The High Price of the Wrong Stuff

November 29, 2012

In space no one can hear taxpayers scream.

Year after year, Washington promises that it will competently procure and operate its spy satellites, communication constellations, planetary probes, orbital observatories, and launch vehicles. Yet 2012 brought little change -- a predictable stream of reports, studies, and press accounts confirmed that space remains a sinkhole for federal revenue.

The Monday before Thanksgiving, the Government Accountability Office released an assessment of NASA’s implementation of earned value management (EVM) -- a method devised by the Department of Defense in the 1960s to “provide accurate assessments of … progress, produce early warning signs of impending schedule delays and cost overruns, and provide unbiased estimates of anticipated costs at completion.”

The results: NASA’s performance has been “uneven,” and “only a few” of the projects scrutinized “were able to produce reliable EVM data.”

“NASA,” auditors concluded, “is not making full use of a key tool that could help it address the cost and schedule issues that have kept NASA acquisition management on GAO’s high risk list for more than 20 years.”

The EVM analysis arrived two months after an internal investigation of the “major challenges” that “managers face in carrying out their duties.” NASA’s inspector general admitted that the agency’s programs “cost significantly more to complete and take longer to develop than originally promised,” and enumerated several reasons for the constant screw-ups.
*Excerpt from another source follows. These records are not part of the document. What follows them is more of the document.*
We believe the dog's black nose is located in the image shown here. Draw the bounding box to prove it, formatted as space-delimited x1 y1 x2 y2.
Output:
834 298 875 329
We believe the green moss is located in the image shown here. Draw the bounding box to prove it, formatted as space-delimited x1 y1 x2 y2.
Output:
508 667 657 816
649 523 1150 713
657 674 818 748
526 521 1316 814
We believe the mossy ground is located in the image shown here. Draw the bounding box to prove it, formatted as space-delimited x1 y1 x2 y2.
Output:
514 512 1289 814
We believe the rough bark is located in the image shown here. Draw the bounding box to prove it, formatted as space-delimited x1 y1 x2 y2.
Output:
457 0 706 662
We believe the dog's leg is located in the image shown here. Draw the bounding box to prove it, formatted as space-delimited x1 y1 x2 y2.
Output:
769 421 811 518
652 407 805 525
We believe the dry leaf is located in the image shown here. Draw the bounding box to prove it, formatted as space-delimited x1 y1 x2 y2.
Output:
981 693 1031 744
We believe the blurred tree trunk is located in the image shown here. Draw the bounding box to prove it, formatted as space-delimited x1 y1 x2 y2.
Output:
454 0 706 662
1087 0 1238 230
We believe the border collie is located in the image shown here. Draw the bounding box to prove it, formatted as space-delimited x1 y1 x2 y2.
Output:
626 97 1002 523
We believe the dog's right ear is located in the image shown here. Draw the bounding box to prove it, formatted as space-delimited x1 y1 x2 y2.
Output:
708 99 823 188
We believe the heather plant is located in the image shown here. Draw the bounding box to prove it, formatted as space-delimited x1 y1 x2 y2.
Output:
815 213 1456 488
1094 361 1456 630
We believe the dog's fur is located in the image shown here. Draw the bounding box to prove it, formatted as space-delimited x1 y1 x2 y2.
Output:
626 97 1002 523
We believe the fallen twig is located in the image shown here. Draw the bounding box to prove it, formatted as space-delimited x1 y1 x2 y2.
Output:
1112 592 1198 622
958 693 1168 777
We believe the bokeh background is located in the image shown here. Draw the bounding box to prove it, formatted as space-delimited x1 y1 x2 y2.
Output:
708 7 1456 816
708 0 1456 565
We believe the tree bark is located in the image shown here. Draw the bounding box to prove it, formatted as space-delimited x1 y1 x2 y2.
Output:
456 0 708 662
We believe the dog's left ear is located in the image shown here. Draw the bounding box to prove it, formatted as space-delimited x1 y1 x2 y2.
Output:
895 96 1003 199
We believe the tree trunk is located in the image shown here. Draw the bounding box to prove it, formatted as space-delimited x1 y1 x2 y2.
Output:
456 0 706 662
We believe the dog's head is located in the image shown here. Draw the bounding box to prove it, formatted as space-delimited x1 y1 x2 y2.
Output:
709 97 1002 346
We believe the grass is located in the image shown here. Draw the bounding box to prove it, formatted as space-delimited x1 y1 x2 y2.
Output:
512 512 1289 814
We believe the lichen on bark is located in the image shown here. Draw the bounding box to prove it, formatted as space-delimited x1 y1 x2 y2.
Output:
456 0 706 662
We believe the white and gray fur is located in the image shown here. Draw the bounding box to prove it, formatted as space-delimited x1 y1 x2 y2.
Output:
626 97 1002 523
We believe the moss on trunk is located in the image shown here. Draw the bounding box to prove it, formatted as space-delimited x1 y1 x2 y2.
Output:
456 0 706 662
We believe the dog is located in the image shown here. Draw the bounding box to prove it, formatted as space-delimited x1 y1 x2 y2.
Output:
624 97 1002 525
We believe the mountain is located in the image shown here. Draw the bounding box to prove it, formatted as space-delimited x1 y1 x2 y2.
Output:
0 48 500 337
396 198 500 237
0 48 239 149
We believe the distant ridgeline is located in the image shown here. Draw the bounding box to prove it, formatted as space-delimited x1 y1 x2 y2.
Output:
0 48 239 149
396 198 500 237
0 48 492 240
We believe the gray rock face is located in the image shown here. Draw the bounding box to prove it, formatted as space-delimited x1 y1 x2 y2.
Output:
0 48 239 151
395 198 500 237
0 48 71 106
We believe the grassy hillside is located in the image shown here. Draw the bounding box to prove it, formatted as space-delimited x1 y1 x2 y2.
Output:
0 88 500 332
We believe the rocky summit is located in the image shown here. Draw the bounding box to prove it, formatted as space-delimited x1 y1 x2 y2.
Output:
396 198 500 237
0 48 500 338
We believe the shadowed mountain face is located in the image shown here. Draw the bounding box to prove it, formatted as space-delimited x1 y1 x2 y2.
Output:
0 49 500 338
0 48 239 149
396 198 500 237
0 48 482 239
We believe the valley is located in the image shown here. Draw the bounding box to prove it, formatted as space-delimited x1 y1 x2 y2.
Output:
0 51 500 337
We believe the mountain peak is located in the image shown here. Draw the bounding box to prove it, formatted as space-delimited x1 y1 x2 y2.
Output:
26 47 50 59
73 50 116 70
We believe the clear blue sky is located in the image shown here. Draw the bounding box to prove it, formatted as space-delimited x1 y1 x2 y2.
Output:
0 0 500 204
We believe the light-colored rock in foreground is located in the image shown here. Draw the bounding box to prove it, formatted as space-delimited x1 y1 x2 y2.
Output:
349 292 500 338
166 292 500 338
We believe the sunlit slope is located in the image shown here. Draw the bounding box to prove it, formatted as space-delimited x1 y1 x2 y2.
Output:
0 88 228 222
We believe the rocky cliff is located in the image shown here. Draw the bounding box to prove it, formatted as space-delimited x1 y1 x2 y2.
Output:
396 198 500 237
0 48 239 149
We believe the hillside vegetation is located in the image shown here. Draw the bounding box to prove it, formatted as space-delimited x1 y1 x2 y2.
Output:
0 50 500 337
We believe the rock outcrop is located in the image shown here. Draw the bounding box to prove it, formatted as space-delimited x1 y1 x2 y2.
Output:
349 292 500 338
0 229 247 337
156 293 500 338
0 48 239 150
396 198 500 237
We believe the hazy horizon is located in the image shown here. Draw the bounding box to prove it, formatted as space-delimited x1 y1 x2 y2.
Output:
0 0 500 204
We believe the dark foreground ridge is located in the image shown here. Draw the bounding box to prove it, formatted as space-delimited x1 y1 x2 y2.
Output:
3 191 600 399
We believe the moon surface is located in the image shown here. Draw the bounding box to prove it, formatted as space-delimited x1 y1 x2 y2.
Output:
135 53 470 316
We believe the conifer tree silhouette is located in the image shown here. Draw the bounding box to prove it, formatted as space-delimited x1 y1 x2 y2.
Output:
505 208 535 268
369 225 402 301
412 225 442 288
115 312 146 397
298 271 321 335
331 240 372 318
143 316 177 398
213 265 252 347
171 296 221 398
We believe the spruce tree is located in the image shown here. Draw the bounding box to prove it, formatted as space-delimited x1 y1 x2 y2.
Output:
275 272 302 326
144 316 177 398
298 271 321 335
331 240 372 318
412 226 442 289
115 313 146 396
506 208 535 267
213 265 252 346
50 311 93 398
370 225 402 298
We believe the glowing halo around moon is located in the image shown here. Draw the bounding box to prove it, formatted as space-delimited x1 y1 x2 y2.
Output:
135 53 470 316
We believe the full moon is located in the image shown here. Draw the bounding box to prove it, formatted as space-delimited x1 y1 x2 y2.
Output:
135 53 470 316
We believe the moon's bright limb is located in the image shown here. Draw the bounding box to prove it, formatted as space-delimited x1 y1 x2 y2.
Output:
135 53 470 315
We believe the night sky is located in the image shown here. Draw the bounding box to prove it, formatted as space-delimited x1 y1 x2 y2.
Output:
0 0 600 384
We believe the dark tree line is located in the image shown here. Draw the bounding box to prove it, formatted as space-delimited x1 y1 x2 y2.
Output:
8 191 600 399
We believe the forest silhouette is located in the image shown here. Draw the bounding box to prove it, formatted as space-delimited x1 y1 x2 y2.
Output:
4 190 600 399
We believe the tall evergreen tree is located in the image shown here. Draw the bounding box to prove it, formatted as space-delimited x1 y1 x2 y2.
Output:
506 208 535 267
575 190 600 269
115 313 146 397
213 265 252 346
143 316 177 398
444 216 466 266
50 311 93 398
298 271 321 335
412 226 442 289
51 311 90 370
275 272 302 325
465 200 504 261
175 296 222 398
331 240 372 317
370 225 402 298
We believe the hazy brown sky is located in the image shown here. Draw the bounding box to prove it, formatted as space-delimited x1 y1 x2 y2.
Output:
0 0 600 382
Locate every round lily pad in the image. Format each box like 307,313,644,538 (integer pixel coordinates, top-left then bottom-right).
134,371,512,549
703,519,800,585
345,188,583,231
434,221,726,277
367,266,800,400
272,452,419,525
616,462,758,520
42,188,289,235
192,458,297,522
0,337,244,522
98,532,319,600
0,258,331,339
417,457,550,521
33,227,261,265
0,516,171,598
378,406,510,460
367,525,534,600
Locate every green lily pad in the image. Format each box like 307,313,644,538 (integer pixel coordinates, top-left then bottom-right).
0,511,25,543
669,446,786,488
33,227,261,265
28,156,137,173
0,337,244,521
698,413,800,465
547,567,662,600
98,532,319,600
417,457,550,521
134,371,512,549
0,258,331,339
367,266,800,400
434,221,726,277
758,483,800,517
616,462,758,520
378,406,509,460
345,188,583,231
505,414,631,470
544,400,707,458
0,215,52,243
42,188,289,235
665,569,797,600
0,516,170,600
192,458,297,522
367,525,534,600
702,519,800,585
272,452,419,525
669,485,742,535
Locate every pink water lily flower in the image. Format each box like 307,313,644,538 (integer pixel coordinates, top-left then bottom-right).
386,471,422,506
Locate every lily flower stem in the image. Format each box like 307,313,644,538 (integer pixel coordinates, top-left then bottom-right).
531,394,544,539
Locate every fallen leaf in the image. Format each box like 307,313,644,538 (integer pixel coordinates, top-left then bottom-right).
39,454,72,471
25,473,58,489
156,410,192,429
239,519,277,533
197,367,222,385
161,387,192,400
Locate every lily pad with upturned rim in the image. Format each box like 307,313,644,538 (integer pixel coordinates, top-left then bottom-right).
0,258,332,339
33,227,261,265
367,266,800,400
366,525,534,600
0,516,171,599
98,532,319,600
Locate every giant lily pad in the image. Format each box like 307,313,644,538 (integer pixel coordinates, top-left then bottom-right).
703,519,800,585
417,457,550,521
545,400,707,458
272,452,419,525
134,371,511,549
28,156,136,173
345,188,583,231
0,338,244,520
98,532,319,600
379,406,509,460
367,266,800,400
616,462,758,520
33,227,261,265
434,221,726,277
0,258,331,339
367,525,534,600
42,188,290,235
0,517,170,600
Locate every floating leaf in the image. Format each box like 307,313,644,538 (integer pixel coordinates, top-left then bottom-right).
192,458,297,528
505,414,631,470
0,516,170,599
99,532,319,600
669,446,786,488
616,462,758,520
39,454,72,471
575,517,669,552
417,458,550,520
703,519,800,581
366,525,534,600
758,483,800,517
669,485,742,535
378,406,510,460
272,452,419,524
Leading the way are denial and wishful thinking -- i.e., an “optimistic culture” that “contributes to development of unrealistic plans and performance baselines that fail to account for all relevant risks.” Presidents and congresscritters are also to blame. They’re responsible for “funding instability” that fosters “inefficient management practices.” And NASA staffers argue that “engineers are primarily operating as overseers of work performed by contractors rather than gaining experience building instruments and spacecraft in-house.”

Let’s examine two manifestations of NASA’s monotonously inadequate return on “public investment.” The Mars Science Laboratory, which stuck its landing in an unquestionably impressive fashion this summer, was conceived as a $650 million mission. Expenditures are now predicted to top $2.5 billion. (The rover launched two years behind schedule, too.) The expected price for the James Webb Space Telescope, which was to be in service as early as 2008, was as miserly as $500 million. No longer -- the observatory won’t commence its stargazing until 2018 (probably later), at a price tag of $8.8 billion.

Ten years ago NASA, partnering with the military and the National Oceanic and Atmospheric Administration, began work on the National Polar-orbiting Operational Environmental Satellite System (NPOESS). The constellation, a state-of-the-art replacement for aging weather satellites, didn’t benefit from the tri-bureaucracy approach. Over eight years, mismanagement and technical glitches doubled its budget. The Obama administration restructured NPOESS, but the ineptitude rolls on. In 2010, the non-military system to be overseen by NASA and NOAA had a budget of $11.9 billion. Currently, the sum is $14.6 billion. The DOD continues to access its legacy weather satellites, but it’s uncertain how long they’ll last. The GAO suspects that a coverage gap -- perhaps months, perhaps years -- could strike as early as 2014. If it does, “forecasters will not be able to update their … models using the most recent satellite observations.”

The Pentagon’s inability to keep its space procurements on time and on budget probably surpasses NASA’s. In March the GAO testified before Congress that the burdens of “the major [defense] space acquisition programs have increased by about $11.6 billion -- 321 percent -- from initial estimates for fiscal years 2011 through 2016.” The latest generation of Global Positioning System satellites -- GPS Block IIF -- is experiencing a cost overrun of more than 300 percent. In August, Space News obtained a letter from a top DOD official who disclosed to lawmakers that the expense of the Air Force’s Evolved Expendable Launch Vehicle purchases “has more than doubled since 2004, to nearly $70 billion.” The notoriously reckless Missile Defense Agency, in the language of an April GAO report, “is still operating at a fast pace, as production and fielding of assets remains, in many cases, ahead of the ability to test and validate them.”

When it acts to protect Americans’ lives and liberties, the federal government plays a legitimate role off-planet. But Washington spends far more money than it should on essential space systems, and refuses to shift its superfluous activities to the for-profit and charitable sectors.

Sequestration-induced austerity would sting behemoth aerospace contractors and the fedpols who pamper them. Good. A broad, permanent pruning is necessary. Make it so.